A year ago Brambles abandoned an attempt to sell its Recall information management business in the midst of market turmoil sparked by concerns about the state of Europe. Today it unveiled ‘Plan B’, a demerger of the business to its own shareholders.
The 10-month attempt to sell Recall was originally motivated by Brambles' desire to restore its balance sheet after its $1.3 billion acquisition of another pallet and logistics group, IFCO Systems. When the Recall sale process ended without a sale, Brambles resorted to a $448 million capital raising to reduce its debt levels.
While the circumstances might have changed and there isn’t the same need to raise capital, the logic behind the separation of its core pallet business from Recall remains.
While Brambles has been in the document management business for decades, there is nothing synergistic about the combination of Recall and its core pallet and logistics operations and as, over the past decade, Brambles has shed its other unrelated activities the absence of an underpinning logic for retaining Recall has become ever more evident.
That’s not to say Recall isn’t a good and valuable business. When it was on the market there was a lot of interest from trade and financial buyers around Brambles’ asking price of about $2 billion until the financial market volatility made the funding of an offer problematic.
Despite a material blip in Recall’s performance that was revealed today – its sales are expected to be down 3 per cent and its underlying earnings are expected to fall from $US174 million to between $US138 million and $US142 million this financial year – the group has demonstrated very attractive financial performance characteristics over a long period.
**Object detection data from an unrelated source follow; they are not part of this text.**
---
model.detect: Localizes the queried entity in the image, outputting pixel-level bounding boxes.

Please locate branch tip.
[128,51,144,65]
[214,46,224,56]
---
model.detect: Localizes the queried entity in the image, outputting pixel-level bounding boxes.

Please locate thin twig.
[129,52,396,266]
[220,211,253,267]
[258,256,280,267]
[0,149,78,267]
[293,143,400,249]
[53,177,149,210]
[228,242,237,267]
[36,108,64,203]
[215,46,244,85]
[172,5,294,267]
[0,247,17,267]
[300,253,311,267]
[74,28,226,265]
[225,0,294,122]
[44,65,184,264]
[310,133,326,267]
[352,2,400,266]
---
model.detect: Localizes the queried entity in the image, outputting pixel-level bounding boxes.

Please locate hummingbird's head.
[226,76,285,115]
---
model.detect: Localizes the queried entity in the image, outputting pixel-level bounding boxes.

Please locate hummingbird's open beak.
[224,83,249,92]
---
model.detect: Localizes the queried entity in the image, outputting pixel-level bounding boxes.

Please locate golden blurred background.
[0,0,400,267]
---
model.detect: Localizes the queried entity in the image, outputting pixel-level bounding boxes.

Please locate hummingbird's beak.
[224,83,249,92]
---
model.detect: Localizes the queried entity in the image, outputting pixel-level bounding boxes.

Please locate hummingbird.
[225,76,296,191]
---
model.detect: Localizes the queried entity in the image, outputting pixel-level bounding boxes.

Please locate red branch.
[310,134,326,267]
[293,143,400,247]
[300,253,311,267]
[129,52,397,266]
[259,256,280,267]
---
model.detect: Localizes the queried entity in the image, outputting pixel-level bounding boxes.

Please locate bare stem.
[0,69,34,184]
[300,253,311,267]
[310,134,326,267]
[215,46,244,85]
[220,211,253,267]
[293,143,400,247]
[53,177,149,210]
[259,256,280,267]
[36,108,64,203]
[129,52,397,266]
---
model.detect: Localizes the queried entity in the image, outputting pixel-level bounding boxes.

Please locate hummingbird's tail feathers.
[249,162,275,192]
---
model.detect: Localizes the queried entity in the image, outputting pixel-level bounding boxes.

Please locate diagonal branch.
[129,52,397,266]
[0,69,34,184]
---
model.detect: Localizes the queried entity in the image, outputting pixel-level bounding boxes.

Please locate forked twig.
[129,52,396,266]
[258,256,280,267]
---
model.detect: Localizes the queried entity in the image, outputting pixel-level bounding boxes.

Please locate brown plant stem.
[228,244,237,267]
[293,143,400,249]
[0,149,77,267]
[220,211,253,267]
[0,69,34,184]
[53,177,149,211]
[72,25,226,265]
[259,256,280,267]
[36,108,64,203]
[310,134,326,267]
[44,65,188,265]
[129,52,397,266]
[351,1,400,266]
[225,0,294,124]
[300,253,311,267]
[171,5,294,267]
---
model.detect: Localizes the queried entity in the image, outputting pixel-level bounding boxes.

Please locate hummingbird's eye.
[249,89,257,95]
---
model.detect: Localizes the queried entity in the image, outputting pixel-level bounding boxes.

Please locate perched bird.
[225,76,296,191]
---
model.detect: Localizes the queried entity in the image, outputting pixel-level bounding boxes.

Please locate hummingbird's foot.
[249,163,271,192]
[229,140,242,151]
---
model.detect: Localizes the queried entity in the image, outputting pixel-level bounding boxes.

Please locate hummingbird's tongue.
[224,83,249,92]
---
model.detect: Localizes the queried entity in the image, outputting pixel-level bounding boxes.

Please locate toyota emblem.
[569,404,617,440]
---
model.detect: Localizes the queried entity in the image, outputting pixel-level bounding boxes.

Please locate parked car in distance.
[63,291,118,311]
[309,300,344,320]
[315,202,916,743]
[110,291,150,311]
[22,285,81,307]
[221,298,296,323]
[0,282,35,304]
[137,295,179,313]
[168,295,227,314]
Until this year it has grown sales and earnings steadily, generated very strong cash flows and produced returns on capital pushing towards the mid-teens. Unlike the pallet operations, it hasn’t been a business that needed much capital. Within Brambles, however, it has been very much a secondary business with the pallet operations dominating the group and market’s focus.
The demerger – giving the business to Brambles shareholders – is a sensible option, particularly given the lower earnings this year. Brambles doesn’t need new capital and its shareholders will have the option of retaining an exposure to Recall’s return to sales and earnings growth that Brambles expects in 2013-14.
Separation will allow Brambles’ board and management to focus exclusively on the pallet businesses and give Recall’s new board and existing management the freedom to use its cash flows to grow its operations or to return surplus cash to shareholders.
Recall will start its independent existence with about $US450 million of net debt and something over $US400 million of lease liabilities, well positioned to fund growth across its global footprint and, in particular, Asia where it has a modest foothold relative to its operations in the Americas, Europe and Australasia.
The continuing Brambles business appears to be in good shape, with the group maintaining its guidance of an underlying profit of $US1.03 billion to $US1.06 billion this financial year despite the lower contribution from Recall.
The relatively modest size of Recall’s contribution to the overall group’s earnings base and value – Brambles has a market capitalisation of more than $14 billion – makes the logic of a demerger even more compelling. Distancing Recall and its cash flows from its core won’t have any material impact on Brambles’ ability to pursue its own ambitions.